Texte intégral
Q - La lutte contre l'immigration illégale est-elle compatible avec votre action diplomatique ?
R - Nous avons fait clairement le choix d'une politique globale de l'immigration qui suppose qu'elle soit mieux contrôlée et choisie. Les différents services du ministère des Affaires étrangères sont totalement impliqués pour prévenir cette immigration illégale. Lorsque j'adresse une lettre aux douze pays qui font preuve de réticences dans la délivrance des laissez-passer consulaires pour leurs ressortissants clandestins, j'y participe pleinement. De même, je pense qu'il est de mon rôle d'accompagner la venue en France de ceux que nous souhaitons accueillir, comme les étudiants ou les chercheurs. Il n'y a pas de contradiction.
Q - Selon Nicolas Sarkozy, 90 % des clandestins sont entrés régulièrement en France, donc grâce à des visas de vos services...
R - N'opposez pas nos deux ministères, qui travaillent étroitement ensemble.

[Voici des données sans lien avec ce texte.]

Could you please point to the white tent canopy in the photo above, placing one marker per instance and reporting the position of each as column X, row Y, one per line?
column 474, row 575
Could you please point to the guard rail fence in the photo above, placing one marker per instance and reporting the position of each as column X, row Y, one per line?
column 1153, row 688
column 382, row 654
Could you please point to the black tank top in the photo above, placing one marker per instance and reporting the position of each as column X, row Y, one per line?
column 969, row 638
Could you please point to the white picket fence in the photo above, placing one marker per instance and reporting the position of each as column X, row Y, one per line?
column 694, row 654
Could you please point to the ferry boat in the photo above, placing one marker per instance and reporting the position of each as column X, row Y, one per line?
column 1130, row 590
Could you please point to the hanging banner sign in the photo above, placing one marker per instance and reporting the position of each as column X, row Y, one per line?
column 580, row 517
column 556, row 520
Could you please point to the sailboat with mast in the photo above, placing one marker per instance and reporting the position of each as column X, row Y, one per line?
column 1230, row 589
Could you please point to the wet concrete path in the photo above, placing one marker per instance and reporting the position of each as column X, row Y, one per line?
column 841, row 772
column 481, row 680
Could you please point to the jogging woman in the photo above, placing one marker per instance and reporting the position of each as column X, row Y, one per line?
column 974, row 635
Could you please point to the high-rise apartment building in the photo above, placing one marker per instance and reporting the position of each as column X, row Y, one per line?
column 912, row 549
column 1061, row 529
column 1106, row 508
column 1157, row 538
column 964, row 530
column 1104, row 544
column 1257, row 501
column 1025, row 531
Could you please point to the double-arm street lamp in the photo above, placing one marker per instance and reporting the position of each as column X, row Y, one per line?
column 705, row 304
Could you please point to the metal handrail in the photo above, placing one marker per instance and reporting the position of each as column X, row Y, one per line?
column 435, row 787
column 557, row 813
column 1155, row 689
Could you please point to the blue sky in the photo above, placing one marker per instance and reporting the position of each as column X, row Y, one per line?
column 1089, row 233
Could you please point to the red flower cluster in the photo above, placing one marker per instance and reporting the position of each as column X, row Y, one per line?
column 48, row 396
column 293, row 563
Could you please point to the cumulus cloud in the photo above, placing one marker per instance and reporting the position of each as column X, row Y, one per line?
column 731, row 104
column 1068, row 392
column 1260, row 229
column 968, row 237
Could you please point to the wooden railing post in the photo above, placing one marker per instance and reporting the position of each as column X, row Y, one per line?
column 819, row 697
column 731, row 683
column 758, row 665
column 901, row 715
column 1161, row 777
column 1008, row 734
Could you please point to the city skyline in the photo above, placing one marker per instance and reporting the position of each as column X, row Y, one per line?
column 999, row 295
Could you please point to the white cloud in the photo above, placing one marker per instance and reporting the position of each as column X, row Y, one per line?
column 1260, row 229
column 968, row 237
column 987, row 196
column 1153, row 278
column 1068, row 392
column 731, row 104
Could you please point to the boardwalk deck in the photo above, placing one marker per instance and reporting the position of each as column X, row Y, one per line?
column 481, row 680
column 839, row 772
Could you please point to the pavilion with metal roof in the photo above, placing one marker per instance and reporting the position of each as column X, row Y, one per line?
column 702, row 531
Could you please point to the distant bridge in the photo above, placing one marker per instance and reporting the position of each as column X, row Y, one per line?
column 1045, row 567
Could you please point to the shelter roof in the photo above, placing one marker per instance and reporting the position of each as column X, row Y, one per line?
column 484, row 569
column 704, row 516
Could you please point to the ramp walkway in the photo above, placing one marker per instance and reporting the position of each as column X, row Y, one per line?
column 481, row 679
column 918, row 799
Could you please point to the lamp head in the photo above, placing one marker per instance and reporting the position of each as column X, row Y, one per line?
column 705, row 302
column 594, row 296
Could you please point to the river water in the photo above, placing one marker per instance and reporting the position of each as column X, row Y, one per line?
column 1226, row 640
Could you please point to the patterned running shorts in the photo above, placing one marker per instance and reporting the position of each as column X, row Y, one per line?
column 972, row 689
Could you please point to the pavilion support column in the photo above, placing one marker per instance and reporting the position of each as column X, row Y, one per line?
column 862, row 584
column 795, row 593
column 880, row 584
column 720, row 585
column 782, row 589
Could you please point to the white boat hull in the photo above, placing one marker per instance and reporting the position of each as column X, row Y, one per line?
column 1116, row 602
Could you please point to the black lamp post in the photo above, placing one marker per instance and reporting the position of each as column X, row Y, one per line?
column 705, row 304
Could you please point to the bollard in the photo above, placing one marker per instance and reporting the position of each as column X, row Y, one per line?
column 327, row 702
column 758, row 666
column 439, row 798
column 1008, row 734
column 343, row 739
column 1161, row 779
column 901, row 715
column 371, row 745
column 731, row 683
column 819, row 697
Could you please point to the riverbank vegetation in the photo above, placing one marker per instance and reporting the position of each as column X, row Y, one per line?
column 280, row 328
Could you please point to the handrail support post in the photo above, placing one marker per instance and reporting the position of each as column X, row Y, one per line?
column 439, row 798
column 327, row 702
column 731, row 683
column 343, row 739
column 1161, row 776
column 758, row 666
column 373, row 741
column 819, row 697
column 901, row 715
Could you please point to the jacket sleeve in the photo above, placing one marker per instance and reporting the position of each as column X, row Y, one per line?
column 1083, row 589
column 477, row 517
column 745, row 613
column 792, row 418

La France ne délivre que 20 % des visas Schengen, et il est donc possible pour les 80 % d'étrangers obtenant un visa d'un autre Etat de l'Union d'avoir accès à notre territoire. Les statistiques montrent par ailleurs que moins de 15 % des demandeurs d'asile sont entrés sur notre territoire munis d'un visa délivré par une autorité française. Une enquête effectuée à ma demande auprès de nos consulats dans une quinzaine de pays démontre que près de 80% des personnes reconduites à la frontière ne s'étaient pas vu accorder de visas pour l'entrée sur notre territoire.

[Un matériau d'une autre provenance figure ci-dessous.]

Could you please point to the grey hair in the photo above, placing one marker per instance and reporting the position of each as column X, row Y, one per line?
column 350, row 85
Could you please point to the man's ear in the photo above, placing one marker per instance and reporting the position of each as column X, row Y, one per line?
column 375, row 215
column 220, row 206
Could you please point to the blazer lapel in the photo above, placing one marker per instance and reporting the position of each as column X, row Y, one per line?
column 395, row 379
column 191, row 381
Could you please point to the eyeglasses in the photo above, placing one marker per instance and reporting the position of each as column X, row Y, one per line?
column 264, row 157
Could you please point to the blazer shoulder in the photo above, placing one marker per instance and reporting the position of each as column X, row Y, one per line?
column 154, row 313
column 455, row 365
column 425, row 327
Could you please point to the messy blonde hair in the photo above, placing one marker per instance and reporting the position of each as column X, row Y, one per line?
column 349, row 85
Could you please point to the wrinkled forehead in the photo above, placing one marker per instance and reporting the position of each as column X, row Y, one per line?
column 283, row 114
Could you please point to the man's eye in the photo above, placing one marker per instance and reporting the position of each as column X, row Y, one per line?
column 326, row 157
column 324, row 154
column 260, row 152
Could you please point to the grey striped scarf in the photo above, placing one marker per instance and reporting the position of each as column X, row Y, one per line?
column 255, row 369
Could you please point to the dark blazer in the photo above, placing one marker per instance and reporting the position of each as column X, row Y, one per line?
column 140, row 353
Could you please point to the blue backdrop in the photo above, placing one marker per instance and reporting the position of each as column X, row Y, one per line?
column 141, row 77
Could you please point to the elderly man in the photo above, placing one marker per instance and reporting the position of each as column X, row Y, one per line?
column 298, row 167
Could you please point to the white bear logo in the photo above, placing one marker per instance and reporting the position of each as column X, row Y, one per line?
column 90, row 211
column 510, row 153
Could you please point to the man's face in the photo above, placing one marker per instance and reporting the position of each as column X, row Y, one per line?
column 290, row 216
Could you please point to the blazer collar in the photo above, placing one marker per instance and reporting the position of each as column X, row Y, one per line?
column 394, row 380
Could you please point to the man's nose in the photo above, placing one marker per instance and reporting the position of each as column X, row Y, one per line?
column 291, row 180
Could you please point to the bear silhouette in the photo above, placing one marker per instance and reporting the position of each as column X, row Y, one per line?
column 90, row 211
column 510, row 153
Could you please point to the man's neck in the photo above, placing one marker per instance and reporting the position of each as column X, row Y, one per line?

Q - Le visa biométrique est-il superflu ?
R - Au contraire ! La biométrie présente de nombreux avantages en matière de lutte contre l'immigration illégale, mais aussi contre le terrorisme.

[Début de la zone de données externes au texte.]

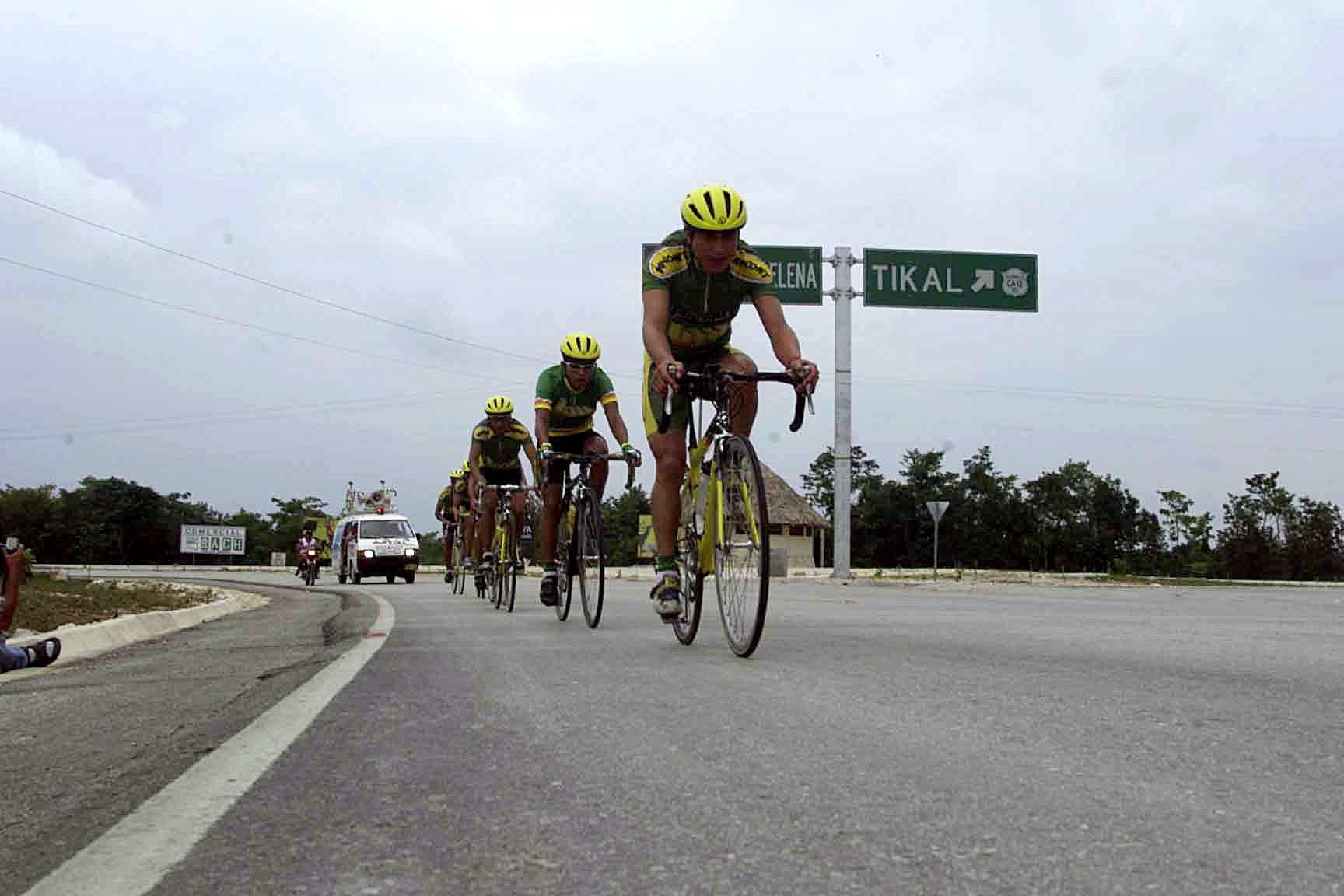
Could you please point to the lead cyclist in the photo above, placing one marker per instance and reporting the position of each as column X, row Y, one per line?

Le ministère des Affaires étrangères va consacrer 145 millions d'euros au développement des visas biométriques dans les deux ans à venir. Trois cents personnes supplémentaires vont y être affectées. En 2005, comme en 2004, dans plus de 200 postes diplomatiques et consulaires, plus de 750 agents ont instruit quelque 2.400.000 demandes et délivré 2.000.000 de visas. Cette technologie préfigure la création d'une base de données européenne, le VIS, qui permettra à partir de 2008 l'échange d'informations en temps réel entre les Etats membres. La France a déjà équipé cinq consulats à titre expérimental. Les résultats sont très positifs. Trente autres devraient l'être en 2006 et la totalité d'ici à deux ans.
Q - Quels sont les autres outils ?
R - Notre réseau diplomatique et consulaire est aux avant-postes de la politique migratoire, et, d'une certaine manière, il n'est pas exagéré de dire que la frontière commune de l'Union européenne commence aux portes de nos consulats. Nous sommes le plus souvent à l'origine des principales mesures adoptées. Le 18 juillet dernier, j'ai proposé une réforme des mariages conclus à l'étranger. Elle va déboucher sur une loi qui sera présentée par le Garde des Sceaux dans les prochains mois.
Entre 1996 et 2004, les mariages mixtes ont plus que doublé pour atteindre 90.000, dont 45.000 contractés à l'étranger et transcrits en droit français. Ils représentent désormais 28 % des 276.000 mariages célébrés en France ou transcrits à l'état civil. Dans 95 % des cas, ils donnent accès directement à la nationalité française. L'enjeu est de taille ! Je veux également rappeler l'importance de la fraude à l'état civil, par exemple la falsification des certificats de nationalité ou de naissance exigés pour la demande de visas. C'est pourquoi nous avons décidé de proposer une réforme du code civil. Désormais, c'est aux demandeurs de visas d'apporter la preuve de la véracité des pièces !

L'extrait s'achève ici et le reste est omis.